Theater

Der Untergang des Abendlandes

Manche Schauspieler prägen sich ein, weil sie so unglaublich virtuos und funkelnd spielen, andere vergisst man nie wieder, weil sie mit ihrem Spiel Gefühle formulieren, die dann beim Zusehen in einem selbst eine Saite zum Klingen bringen. Manche Schauspieler liebt man für ihre trockene Komik, andere für ihre Melancholie oder ihren Aberwitz. Und dann gibt es die Extremisten, die Exis­tenzkünstler, die Granaten, die jede Rolle, jedes Stück, jeden Auftritt sprengen, weil sie mit ihrer Bühnenfigur immer auch ihr gesamtes Leben auf die Bühne mitbringen.

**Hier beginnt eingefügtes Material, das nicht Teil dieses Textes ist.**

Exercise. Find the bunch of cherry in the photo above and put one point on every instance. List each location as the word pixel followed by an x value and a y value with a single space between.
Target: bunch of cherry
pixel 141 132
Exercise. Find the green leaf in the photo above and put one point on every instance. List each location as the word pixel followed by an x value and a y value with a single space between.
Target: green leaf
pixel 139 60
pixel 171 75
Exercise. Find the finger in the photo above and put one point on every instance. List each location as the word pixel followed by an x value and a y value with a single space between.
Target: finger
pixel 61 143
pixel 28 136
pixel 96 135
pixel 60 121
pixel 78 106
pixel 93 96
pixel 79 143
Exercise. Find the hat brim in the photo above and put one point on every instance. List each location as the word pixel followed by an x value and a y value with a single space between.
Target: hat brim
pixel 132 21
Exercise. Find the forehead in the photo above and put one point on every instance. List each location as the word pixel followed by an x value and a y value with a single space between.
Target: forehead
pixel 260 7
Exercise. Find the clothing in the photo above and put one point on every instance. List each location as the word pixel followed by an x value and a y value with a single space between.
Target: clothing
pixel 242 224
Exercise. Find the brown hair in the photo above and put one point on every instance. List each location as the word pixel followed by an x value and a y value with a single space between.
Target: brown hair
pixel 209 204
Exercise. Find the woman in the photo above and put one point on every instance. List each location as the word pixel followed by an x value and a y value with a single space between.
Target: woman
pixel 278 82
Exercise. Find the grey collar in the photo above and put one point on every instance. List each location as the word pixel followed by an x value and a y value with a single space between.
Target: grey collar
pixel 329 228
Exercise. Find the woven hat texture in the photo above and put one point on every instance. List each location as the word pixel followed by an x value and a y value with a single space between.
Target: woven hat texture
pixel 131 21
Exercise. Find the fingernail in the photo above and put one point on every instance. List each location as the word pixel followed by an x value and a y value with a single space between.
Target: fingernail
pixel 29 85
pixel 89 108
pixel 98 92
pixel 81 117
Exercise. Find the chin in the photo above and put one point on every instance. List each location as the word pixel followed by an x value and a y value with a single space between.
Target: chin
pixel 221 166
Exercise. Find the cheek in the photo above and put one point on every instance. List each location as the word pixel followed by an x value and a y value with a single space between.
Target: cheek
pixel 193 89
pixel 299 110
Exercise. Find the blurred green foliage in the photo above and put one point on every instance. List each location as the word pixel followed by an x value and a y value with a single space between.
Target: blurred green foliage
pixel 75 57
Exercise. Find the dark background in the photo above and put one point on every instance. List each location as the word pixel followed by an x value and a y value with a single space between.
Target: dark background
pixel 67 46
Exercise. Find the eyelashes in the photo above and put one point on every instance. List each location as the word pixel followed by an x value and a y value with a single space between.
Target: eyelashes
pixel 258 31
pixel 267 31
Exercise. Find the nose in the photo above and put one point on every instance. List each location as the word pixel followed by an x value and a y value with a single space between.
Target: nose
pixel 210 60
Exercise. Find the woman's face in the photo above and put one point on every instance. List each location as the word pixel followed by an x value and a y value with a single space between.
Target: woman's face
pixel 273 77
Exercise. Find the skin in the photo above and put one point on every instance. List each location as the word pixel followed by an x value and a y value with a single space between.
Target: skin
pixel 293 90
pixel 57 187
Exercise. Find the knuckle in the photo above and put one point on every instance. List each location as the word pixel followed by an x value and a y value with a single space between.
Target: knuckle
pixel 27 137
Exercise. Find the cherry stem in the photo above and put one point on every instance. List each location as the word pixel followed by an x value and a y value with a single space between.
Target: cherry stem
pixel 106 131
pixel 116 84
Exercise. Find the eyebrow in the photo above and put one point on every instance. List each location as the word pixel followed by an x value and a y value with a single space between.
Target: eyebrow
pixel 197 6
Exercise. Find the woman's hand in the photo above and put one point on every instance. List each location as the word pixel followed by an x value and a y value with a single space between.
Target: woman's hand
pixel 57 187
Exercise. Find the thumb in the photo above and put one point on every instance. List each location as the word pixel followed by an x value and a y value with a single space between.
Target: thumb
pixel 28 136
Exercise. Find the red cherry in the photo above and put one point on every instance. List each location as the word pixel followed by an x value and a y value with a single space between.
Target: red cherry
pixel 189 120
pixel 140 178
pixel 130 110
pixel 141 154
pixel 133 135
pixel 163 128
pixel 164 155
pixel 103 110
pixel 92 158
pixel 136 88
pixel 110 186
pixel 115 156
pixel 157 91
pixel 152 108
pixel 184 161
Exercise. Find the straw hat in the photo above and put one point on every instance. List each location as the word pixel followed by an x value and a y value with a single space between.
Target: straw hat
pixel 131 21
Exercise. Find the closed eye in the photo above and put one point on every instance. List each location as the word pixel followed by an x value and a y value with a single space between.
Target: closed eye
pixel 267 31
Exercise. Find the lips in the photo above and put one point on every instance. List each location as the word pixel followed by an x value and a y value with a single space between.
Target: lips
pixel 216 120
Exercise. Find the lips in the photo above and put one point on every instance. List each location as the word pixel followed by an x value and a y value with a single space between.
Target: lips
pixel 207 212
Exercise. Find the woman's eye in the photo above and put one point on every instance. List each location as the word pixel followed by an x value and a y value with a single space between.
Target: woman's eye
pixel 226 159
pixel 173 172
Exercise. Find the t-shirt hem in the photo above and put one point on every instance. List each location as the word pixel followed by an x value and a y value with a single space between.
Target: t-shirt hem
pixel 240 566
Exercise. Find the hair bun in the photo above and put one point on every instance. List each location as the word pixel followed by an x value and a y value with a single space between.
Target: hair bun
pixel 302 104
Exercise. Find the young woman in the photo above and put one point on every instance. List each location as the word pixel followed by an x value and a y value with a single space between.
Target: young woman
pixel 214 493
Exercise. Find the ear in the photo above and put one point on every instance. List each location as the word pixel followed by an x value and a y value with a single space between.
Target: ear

Volker_SpenglerSo ein Extremkünstler ist Volker Spengler, die Ein-Mann-Performance, der Schauspieler, der noch in einer langweiligen Castorf-Inszenierung oder einer klugen, schnellen, in den Boulevard-Aberwitz gejagten Pollesch-Show vor allem er selbst ist, eine Wuchtbrumme, die erst gar keine falsche oder echte Subtilität aufkommen lässt, sondern lieber gut gelaunt und mit Karacho vor sich hin nölt und quäkt, und zwar so, dass noch die unschuldigste Szene etwas diffus Obszönes bekommt – ein offenbar hemmungsloses Riesenbaby, für das das Theater keine Stätte gepflegter Kunstproduktion und wohltemperierter Gefühle ist, sondern ein Ort, an dem nur ein Gesetz regiert: das Lustprinzip. Das ist manchmal ein bisschen anstrengend und manchmal ein bisschen penetrant, aber es ist nie langweilig. Vor allem ahnt man, wenn man Spengler als schmierigen Sugardaddy, als Theatertriebtäter und monströses Riesenbaby zusieht, für einen Moment, dass die Kindheit für manche Leute vielleicht nie vorbeigeht.

Alleine um das zu sehen und sich selbst dann in seinem Erwachsensein plötzlich etwas albern vorzukommen, lohnt es sich, in jede Vorstellung zu gehen, in der Spengler mitspielt. Eine der zahlreichen Spengler-Anekdoten verweist übrigens genau auf diese entschlossene Weigerung, so etwas wie ein kultivierter Erwachsener zu werden. Nach einer Vorstellung saß Spengler vor vielen Jahren in der BE-Kantine und quäkte sein Lebensmotto in die Runde: „Von der Infantilität direkt in die Senilität!“ Und zwar ohne den lästigen Umweg einer irgendwie erwachsenen Zurechnungsfähigkeit. Eine andere Spengler-Anekdote ist älter. In seiner Jugend spielte Spengler in vier Inszenierungen Fritz Kortners. Ir­gend­wann auf einer Probe sagte Kortner den schönen Satz: „Spengler, Sie sind der Untergang des Abendlandes.“ Daran hat er sich gehalten.